Une rentabilité prochaine pour Technologies D-BOX?

12 janvier 2011

Depuis le début de 2011, Technologies D-Box est omniprésente dans l’actualité financière et son titre boursier (DBO.A) retient désormais l’attention des investisseurs, toute taille confondue.

Le 5 janvier dernier, la Caisse de dépôt et placement du Québec a exercé des bons de souscription lui permettant d’acheter plus de 5,7 millions d’actions ordinaires de cette entreprise au coût de 0,55$ par action. À la lueur de cette récente transaction, l’institution qui représente le bas de laine des québécois détiendrait maintenant plus de 11% des actions ordinaires de cette firme montréalaise.

Par l’entremise de ce communiqué, Technologies D-BOX a aussi annoncé qu’elle avait émis un peu plus de 3,8 millions d’actions ordinaires au prix de 0,65$ l’action, pour un produit brut d’environ 2,5 millions de dollars.

Cette émission se veut la dernière tranche d’un appel public à l’épargne de plus de 23 millions d’actions ordinaires qui aura permis à D-BOX de récolter 15 millions de dollars en vue d’accélérer la mise en place de ses systèmes de mouvement destinés aux salles de cinéma.

UNE TECHNOLOGIE UNIQUE

Cette technologie que développe D-BOX depuis 10 ans est présente dans 45 salles en Amérique du Nord, en Europe et au Japon. En fait, l’innovation de cette entreprise québécoise serait désormais disponible sur plus de 900 titres à ce jour.

Les sièges D-BOX MFX bougent en synchronisation avec l’action se déroulant à l’écran. Les films concernés sont codés image par image afin de créer des effets de mouvement adaptés aux dites scènes.
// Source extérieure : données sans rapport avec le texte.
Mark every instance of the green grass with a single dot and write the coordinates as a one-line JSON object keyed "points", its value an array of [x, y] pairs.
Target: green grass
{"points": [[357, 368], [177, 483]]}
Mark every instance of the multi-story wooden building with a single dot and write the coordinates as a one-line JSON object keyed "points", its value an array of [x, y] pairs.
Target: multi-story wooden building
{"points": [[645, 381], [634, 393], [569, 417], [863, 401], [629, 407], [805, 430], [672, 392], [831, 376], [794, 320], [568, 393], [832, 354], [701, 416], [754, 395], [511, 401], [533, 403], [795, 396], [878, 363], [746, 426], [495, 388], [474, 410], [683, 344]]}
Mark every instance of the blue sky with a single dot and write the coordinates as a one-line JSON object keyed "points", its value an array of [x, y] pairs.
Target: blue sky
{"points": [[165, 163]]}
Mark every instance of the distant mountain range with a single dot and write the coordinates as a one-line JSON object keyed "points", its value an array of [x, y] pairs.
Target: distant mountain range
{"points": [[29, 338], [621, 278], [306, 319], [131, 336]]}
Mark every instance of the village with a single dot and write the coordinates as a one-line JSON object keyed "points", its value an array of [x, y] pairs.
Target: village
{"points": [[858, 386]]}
Cette technologie brevetée, baptisée D-BOX Motion CodeMC, utilise donc des codes de mouvement programmés spécifiquement pour chaque film, série de télé ou jeu vidéo qui sont dirigés vers un système de génération de mouvement intégré dans le dit fauteuil.

Les cinémas Banque Scotia de Montréal et Cineplex Odeon Beauport à Québec ont été les premiers sites à offrir la technologie D-BOX le 19 novembre dernier, bien appuyés par le succès prévisible de Harry Potter et les reliques de la mort (première partie).

Tron Legacy (3D) de Disney, à l’affiche depuis le 17 décembre, est le plus récent film à utiliser la technologie de mouvement D-BOX.

UNE RENTABILITÉ PROCHAINE?

À la lueur de l’actionnariat de la Caisse de dépôt et de placement du Québec, conjugué aux récentes ententes conclues par l’entreprise et à sa technologie unique sur le marché, plusieurs investisseurs en viennent à évaluer la possibilité de se procurer quelques lots de cette perle québécoise.

Depuis un an, le titre oscille sur le TSX Venture dans une fourchette se situant entre 0,24$ et 0,75$. À l’heure d’écrire ces lignes, il se négocie à 0,64$, pour une capitalisation boursière qui frôle les 80 millions.

Prendre note que son sommet de 84 cents demeure inégalé depuis l’année 2007.

Le titre n’est que très peu suivi des analystes. Les documents financiers de l’entreprise sont cependant disponibles sur le site de Sedar. En novembre 2010, l’analyste Sameet Kanade de la firme Northern Securities, recommandait d’ailleurs le titre boursier dont le cours cible était fixé à 1,25$ d’ici douze mois.

Le bilan du groupe demeure excellent, avec un endettement faible, et un compte de banque garni d’environ 8 millions de dollars, sans inclure les récents financements et les nouvelles émissions d’actions.

Fait intéressant, le modèle d’affaires de l’entreprise lui permet également d’engranger des revenus provenant de la vente de billets en salle. En fait, le cinéphile qui bénéficie d’un tel fauteuil pour une représentation aura déboursé au préalable 8$ de plus que le billet régulier et de cette somme, près de 50% retombe dans les poches de Technologies D-Box.

La rentabilité de l’entreprise est cependant doublement conditionnelle: les dirigeants doivent décrocher et maintenir de nouvelles ententes avec les grands studios américains, et convaincre les propriétaires de cinémas que cette technologie unique pourrait améliorer l’affluence et la rentabilité de ces espaces de divertissement.

Si les amateurs de cinéma répondent à l’appel en grand nombre, et que le produit s’avère être un incontournable du secteur, le seuil de rentabilité pourrait être atteint plus rapidement que prévu. De par la génération de premiers profits récurrents, l’entreprise serait ainsi en mesure de voir son titre boursier décoller définitivement.